Peut être qu'une partie de ma colère contre les IA de ce monde est le fait qu'elles ne soient pas encore à ce stade. J'aimerais tellement vivre dans un monde similaire avec des IA qui apprendraient petit à petit le sens des mots et les règles qui les régissent, voir même qui les briseraient pour parler leur propre l'argot ou quelque chose comme ça. Quoi qu'il en soit ce n'est pas le cas aujourd'hui et c'est pour ça que Izkar ne répond jamais bien à mes questions qui nécessiterait une Chinese Room plus grande pour lui.
Je ne m'en veux pas vraiment pour être honnête. D'avoir été dur avec lui. Mais d'un autre côté c'est difficile de s'en vouloir pour quelque chose qui n'a eu aucun impact sur personne. Moi ça me permettait de lâcher la tension et honnêtement je sais que Izkar s'en contre balance de se faire hurler dessus. Mais ça ne veut pas dire non plus que je veux que les choses restent telles qu'elles le sont. Et je suis content de sentir des changements en moi qui me pousse dans cette direction. Je pense que si je peux utiliser Izkar pour quelque c'est pour autre chose que me défouler sur un truc qui ne peut pas se défendre.
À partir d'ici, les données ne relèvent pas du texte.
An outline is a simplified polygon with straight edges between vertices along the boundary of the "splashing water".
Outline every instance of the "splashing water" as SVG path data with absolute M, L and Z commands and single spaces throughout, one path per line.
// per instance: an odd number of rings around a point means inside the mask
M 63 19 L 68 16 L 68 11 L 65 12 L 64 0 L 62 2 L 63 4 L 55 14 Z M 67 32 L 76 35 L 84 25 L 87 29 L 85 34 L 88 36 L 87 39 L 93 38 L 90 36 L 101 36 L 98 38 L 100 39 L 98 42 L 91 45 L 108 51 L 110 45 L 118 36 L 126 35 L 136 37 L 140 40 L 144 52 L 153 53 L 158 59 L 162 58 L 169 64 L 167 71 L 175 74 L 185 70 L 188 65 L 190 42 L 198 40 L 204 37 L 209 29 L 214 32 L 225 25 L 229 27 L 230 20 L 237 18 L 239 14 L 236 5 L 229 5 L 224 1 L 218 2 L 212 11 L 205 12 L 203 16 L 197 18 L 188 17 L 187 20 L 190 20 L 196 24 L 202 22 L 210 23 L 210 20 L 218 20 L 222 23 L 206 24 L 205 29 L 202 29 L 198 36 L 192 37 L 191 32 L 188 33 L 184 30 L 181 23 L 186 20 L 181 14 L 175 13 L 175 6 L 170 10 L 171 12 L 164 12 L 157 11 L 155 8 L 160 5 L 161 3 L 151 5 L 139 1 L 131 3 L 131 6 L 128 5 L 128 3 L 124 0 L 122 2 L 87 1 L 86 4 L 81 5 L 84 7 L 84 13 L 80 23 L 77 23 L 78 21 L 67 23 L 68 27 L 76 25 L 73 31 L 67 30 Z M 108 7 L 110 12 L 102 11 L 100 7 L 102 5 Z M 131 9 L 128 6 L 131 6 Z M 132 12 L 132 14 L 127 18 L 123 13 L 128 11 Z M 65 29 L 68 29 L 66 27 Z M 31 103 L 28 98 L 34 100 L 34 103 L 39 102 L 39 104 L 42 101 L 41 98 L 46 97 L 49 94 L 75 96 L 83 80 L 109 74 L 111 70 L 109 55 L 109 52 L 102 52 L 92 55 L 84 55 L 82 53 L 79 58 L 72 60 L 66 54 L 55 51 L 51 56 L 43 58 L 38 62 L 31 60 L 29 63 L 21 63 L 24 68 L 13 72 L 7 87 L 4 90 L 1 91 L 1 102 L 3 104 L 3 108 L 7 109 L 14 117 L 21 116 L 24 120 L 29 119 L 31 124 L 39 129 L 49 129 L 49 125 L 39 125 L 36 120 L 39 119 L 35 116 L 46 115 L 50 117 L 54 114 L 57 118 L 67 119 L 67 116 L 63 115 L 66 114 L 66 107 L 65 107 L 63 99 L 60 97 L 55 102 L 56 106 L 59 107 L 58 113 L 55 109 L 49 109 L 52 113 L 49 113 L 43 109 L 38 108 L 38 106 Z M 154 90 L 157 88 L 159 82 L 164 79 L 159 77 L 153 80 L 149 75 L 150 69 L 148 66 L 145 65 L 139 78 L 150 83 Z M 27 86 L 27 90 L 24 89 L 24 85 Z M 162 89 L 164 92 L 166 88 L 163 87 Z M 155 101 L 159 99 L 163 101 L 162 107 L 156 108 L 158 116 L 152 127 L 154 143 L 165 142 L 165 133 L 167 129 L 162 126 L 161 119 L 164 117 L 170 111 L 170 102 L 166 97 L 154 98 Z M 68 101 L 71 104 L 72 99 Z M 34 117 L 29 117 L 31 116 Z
Non ce que je dois faire c'est agrandir ma Chinese Room personnelle. Je dois avoir des livres et des sections préférés et pour ça, dans ce monde, je dois jouer le jeu. Oui, littéralement et métaphoriquement. Je comprends qu'aujourd'hui ma détermination réside là dedans et c'est pour cela que dès après demain, j'irai à l'étage trente pour voir les terres restantes à conquérir avant d'atteindre l'océan !
...Ok peut être que cette allégorie était un peu prétentieuse. Mais je vais essayer le plus que je peux de pouvoir prétendre plutôt que de me la péter. Voilà, bien plus classe comme figure de style...
En attendant, bien que je n'ai pas toujours trouvé la source de ma nouvelle mentalité, je vais en profiter et l'utiliser tant qu'elle est encore là. Je vais m’entraîner dans un environnement familier, mais pas en combat, en autre chose. Je m'équipe de mes vêtements descend à l'étage et m'assois au niveau du bar.
-Bonjour chère client ! Que puis-je faire pour vous servir ?
-Salut Izkar. Comment vas-tu ?
-Les affaires vont bien ma foi !
-Haha heureux de l'entendre ! Dis-moi tu es toujours partant pour une partie de carte !
-Mais bien sûr, et si vous gagnez je vous offre votre prochain repas ! Par contre si vous perdez...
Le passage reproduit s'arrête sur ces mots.